Conspicuously absent from both FMCSA's pledge and Mineta's announcement of new educational initiatives is any mention of stepped-up enforcement of existing federal requirements for belt use by commercial drivers who cross state lines. State officials are responsible for enforcing these requirements during roadside safety inspections. But FMCSA's estimates of citations issued at roadside inspections during 2002 indicate that the inspectors rarely cite truckers for not using belts.
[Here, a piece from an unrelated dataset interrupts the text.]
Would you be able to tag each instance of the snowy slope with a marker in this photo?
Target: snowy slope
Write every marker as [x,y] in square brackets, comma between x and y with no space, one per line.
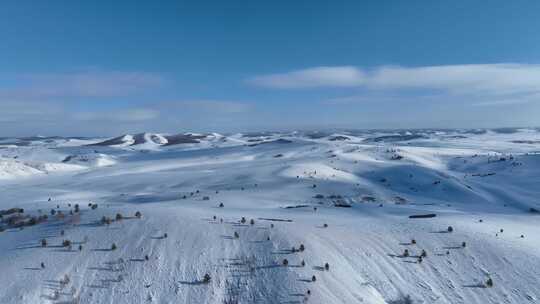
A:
[296,187]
"It's a serious omission for the Transportation Department to shortchange enforcement," Anne McCartt, senior research analyst at the Institute, points out. "An abundance of research going back years and years indicates the ineffectiveness of education by itself in getting people to buckle up. If roadside inspectors, together with motor carriers, enforced the federal belt regulation more consistently, the percentage of commercial drivers using belts would be expected to rise."